The Court is further satisfied with the marketing efforts relating to the subject property and notes the Trustee did employ a well known and experienced real estate brokerage house to assist him in his marketing efforts. The Court also notes that the Broker has agreed to reduce its commission from the customary 8% of the gross selling price, or some $52,960.00, to $20,000.00.
Further, the Court finds that the Trustee's testimony concerning the marketing difficulties associated with the Debtor's real property is meritorious. The Trustee testified that the subject real property is landlocked, meaning that it is without reasonable access. His testimony was supported both by the appraiser and by the testimony of Pierson and the Declaration of Williams. The Trustee indicated that in his opinion it would cost close to $100,000.00 to complete a dirt jeep trail to make access to the subject property reasonable. Pierson concurred with this figure in his testimony, although the Declaration of Williams disputes the $100,000.00 cost in making the road somewhat passable; Williams does admit that the cost to complete the trail would approximate $43,000.00.

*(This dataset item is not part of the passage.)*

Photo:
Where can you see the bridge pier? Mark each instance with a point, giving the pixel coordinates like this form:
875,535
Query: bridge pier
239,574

Additionally, Williams indicated that the subject property could be developed and ready for sale at a cost of about $180,000.00. Williams indicates that this would result in the property having twenty-two forty acre parcels and that parcels of this size would sell at about $60,000.00 a parcel so that the value of the property would be worth $1,320,000.00. The Court, however, notes that the limited partners and the Bank, to wit the parties in this proceeding which will receive the benefit of this proposed infusion of capital, are not willing to contribute any further capital to the Trustee despite his inquiry in this regard.

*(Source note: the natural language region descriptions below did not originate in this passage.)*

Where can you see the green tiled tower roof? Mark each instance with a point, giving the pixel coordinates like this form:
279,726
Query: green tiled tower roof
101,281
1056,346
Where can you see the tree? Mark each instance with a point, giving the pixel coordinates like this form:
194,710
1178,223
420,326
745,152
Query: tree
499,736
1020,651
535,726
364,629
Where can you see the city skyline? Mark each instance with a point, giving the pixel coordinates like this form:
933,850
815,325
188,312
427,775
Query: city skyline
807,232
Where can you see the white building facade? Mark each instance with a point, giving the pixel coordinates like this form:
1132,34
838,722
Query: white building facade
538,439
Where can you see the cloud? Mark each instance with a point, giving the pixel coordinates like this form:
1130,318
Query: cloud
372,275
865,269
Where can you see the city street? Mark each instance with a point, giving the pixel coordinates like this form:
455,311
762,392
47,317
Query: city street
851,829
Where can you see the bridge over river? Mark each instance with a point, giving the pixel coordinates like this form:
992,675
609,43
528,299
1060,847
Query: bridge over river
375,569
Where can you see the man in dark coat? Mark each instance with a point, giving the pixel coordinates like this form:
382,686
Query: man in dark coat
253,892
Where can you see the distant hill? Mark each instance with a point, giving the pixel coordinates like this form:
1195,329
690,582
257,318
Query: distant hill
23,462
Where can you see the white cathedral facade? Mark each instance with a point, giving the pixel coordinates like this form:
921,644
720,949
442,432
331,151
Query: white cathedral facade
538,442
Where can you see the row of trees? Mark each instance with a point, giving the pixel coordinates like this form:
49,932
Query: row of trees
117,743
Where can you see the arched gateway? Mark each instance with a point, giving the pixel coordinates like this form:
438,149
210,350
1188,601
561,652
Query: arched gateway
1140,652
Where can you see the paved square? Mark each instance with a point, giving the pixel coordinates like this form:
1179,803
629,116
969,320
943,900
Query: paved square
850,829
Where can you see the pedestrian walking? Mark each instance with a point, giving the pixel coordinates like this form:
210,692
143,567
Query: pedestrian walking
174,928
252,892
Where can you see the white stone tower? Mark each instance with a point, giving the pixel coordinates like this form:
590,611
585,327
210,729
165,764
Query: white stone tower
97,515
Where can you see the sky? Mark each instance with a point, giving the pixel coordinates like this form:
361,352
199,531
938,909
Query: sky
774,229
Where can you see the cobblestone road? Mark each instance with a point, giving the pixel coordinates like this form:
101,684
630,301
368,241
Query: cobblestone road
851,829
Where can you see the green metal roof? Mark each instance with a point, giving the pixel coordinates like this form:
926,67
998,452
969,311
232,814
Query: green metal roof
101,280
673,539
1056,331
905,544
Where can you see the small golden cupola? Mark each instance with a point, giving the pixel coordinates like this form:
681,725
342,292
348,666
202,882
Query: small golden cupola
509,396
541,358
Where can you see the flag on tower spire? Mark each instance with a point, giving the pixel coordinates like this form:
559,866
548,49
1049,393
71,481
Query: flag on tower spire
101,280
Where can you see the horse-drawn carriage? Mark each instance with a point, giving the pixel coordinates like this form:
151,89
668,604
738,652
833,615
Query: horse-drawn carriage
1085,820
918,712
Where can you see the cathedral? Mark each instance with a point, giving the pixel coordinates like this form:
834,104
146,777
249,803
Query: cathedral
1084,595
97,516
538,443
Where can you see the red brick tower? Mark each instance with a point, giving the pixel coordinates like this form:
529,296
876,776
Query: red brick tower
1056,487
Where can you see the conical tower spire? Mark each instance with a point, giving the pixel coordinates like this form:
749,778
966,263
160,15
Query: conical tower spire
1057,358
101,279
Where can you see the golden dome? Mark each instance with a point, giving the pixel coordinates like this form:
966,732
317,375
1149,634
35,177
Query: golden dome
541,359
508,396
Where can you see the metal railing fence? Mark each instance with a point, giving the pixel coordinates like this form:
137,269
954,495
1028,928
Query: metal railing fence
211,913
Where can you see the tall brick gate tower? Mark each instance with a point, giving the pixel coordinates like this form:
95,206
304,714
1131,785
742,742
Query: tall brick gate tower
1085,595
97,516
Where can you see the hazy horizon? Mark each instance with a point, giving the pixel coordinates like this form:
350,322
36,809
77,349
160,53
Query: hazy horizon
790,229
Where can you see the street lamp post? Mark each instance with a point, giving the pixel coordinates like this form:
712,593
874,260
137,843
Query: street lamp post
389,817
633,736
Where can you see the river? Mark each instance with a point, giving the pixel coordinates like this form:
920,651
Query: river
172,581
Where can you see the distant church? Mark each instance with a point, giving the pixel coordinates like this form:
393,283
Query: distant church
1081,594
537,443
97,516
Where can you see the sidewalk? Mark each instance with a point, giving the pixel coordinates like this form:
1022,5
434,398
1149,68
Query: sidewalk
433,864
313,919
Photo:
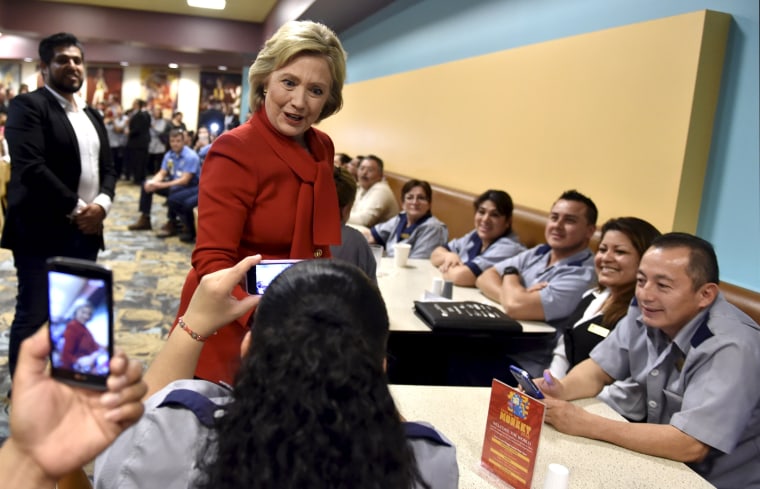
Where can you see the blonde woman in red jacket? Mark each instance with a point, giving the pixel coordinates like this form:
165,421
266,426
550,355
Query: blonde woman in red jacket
266,186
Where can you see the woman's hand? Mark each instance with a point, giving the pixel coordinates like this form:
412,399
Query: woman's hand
450,260
213,305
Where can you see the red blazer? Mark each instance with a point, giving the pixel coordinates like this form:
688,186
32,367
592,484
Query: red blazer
78,342
260,192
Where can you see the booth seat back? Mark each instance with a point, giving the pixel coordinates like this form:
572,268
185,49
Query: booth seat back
455,208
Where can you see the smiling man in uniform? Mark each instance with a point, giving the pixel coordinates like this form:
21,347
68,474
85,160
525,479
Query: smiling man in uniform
692,355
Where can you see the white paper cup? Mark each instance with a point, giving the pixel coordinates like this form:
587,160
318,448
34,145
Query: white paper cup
377,252
437,287
401,254
557,477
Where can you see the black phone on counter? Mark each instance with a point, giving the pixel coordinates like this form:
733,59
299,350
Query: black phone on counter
261,275
527,384
80,301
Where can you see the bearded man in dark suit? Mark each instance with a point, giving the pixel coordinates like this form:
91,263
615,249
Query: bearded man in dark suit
62,180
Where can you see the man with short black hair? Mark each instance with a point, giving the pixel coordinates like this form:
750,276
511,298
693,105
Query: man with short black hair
180,170
62,180
375,201
545,283
692,355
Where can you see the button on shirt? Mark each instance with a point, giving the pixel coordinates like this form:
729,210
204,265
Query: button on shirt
568,278
89,153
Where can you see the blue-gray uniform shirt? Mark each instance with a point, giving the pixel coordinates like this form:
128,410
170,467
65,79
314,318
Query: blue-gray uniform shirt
425,235
568,279
468,249
354,249
162,449
703,383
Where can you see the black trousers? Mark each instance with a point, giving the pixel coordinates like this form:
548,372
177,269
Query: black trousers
32,296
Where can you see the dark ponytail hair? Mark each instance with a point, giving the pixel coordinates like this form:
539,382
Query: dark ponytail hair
311,401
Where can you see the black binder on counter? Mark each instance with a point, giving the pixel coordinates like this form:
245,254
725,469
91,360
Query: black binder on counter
465,315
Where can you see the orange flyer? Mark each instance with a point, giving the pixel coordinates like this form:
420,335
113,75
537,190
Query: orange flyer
513,430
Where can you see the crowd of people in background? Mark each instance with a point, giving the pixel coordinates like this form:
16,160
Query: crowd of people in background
641,320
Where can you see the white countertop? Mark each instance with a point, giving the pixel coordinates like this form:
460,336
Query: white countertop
460,413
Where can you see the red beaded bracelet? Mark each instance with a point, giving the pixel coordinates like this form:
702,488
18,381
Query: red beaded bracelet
193,334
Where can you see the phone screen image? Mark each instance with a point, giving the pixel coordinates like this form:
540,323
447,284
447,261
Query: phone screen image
527,384
261,275
81,324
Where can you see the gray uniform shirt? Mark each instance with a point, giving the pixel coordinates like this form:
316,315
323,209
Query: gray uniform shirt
703,383
568,279
162,449
424,238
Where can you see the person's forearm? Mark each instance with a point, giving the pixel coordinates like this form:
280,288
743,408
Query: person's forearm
438,255
20,471
176,360
518,302
660,440
489,282
587,379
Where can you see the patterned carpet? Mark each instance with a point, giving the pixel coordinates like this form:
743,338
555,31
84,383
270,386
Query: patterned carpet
148,277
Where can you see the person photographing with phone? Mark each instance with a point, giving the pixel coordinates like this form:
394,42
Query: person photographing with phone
310,407
688,352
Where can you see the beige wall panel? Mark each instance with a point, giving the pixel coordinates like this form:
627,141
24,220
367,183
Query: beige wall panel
610,113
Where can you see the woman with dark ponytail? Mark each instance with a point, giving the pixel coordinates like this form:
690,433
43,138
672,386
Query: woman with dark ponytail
310,407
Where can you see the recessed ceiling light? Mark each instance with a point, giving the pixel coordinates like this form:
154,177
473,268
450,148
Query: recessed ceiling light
212,4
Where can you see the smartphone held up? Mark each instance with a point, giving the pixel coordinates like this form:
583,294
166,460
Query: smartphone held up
523,378
261,275
80,297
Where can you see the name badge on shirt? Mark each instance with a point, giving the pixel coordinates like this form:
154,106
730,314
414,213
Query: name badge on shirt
598,330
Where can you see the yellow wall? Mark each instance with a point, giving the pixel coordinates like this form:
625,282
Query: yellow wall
623,115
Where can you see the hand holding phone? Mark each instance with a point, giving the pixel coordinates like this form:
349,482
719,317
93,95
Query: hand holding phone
80,298
527,384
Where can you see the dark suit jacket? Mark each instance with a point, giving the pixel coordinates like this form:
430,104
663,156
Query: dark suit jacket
45,170
139,131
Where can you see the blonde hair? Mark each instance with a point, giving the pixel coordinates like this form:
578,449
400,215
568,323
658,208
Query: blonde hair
293,39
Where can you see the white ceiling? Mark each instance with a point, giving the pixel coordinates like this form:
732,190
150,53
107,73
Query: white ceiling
243,10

Although the issue before this court is a Trustee's Application to Sell Real Property, rather than a creditor's Motion to Dismiss, the principles enunciated in In re Alison Corp., 9 B.R. 827 (Bkrtcy.S.D.Cal.1981) have direct bearing in the present case. As the court in In re Alison Corp. stated, one basic purpose of the Bankruptcy Code was to give the debtor a "fresh start". The court then went on to state that:
In a chapter 11 context, this fresh start can be characterized as rehabilitation through the implementation of a plan of reorganization whereby the debtor will emerge as a functioning unit in the economy.
Another main thrust of the bankruptcy system is the orderly amassing of the nonexempt assets of the debtor and equitable, systematic distribution to creditors. Segal v. Rochelle, 382 U.S. 375, 379, 86 S.Ct. 511, 514, 15 L.Ed.2d 428 (1966); Kokoszka v. Belford, 417 U.S. 642, 645-646, 94 S.Ct. 2431, 2433-34, 41 L.Ed.2d 374 (1974).

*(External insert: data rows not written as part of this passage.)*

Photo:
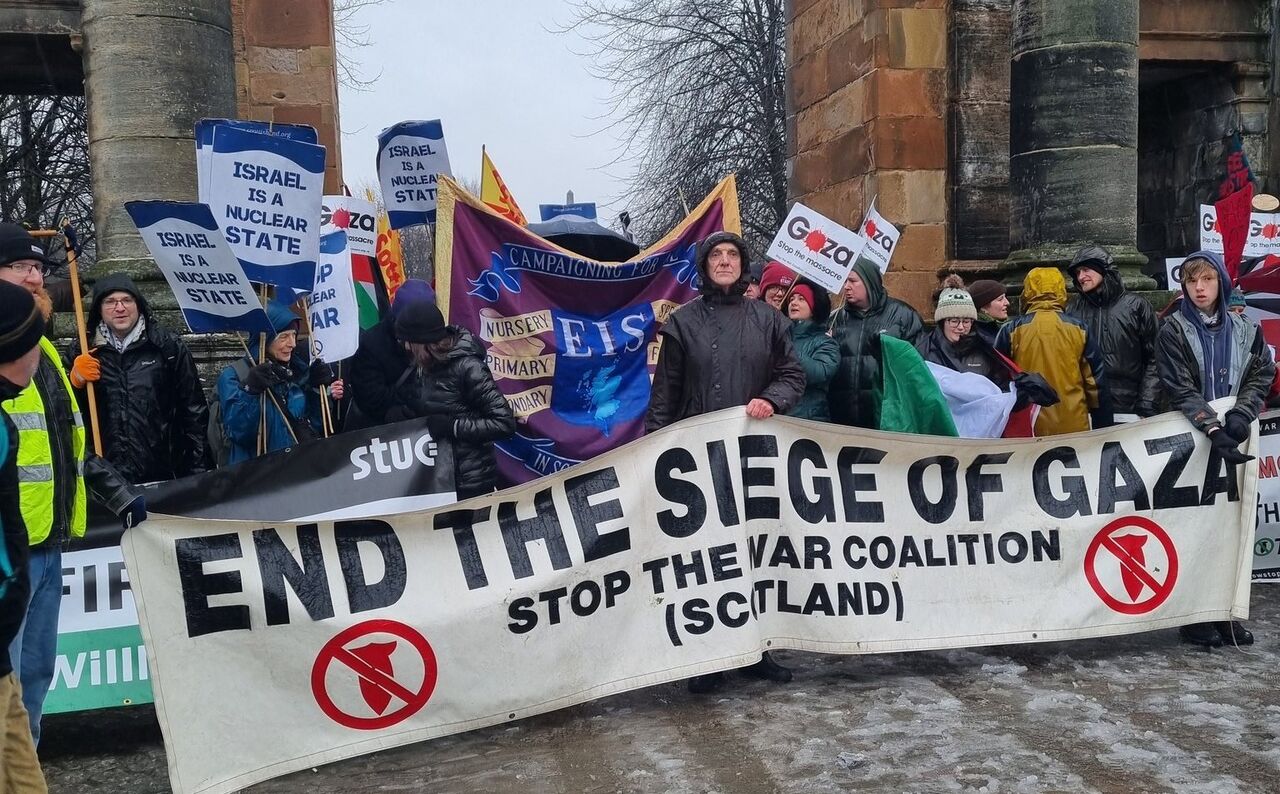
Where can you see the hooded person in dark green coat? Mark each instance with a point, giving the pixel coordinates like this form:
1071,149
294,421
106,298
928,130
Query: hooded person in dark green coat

In a Chapter 11 context, this is accomplished through the plan of reorganization after it passes the scrutiny of the Court and the votes of any creditor class whose claims or interests are impaired. See 11 U.S.C. Sections 1124, 1126. The debtor or its equity holders are the last category of persons or entities which the code is designed to benefit. 11 U.S.C. Section 1129; 5 Collier on Bankruptcy, Par. 1129.03[4][d] (15th Ed.1980); 11 U.S.C. Section 726.
In re Alison Corp., supra 9 B.R. at 829.
In the present case, there are two small unsecured creditors who will more than likely be paid in cash in full upon the completion of the Trustee's sale. Here, as in In re Alison Corp., there is no prospect of a fresh start being promoted, since the *526 Debtor only has this single asset. The only reason that the Debtor and the limited partners are objecting to the Trustee's sale is so that these equity security holders of the Debtor, at creditors' risk, can retrieve their investment and obtain the appreciation value of the property. Apparently, as in In re Alison Corp., the equity holders propose to do this without footing the bill, which would include servicing the debt against the real property, paying the real property taxes and paying the unsecured creditors.
Based upon the facts and evidence as discussed, this Court finds that the proposed sales price is fair and reasonable and that the sale is in the best interest of the estate and of the creditors.
This Court further finds that the facts in this case and the above stated principles enunciated in In re Alison Corp. support the proposed sale of the Debtor's sole asset on the terms and conditions set forth in the Trustee's Application.
At the evidentiary hearing on November 8, 1985, the Debtor proposed overbid increments of $20,000.00 in the event this Court decided to approve the Trustee's proposed sale.
The Court approves the Trustee's Application to Sell Real Property subject to overbid in increments of $20,000.00 cash. The Trustee shall renotice the sale as being approved by this Court but subject to overbid. The Trustee shall further advertise the sale in a major newspaper in San Diego County.
The Trustee shall immediately set a sale date in this Court no earlier than 30 days after the date of this decision. The attorney for the Trustee will prepare and lodge an appropriate Order within 10 days from the filing of this Opinion.
NOTES
[1]  See In re Leach, 35 B.R. 100 (Bkrtcy.W.D.Ky. 1983) for further discussion regarding a Bankruptcy Court's authority to take judicial notice of the entire bankruptcy file during an adversary proceeding.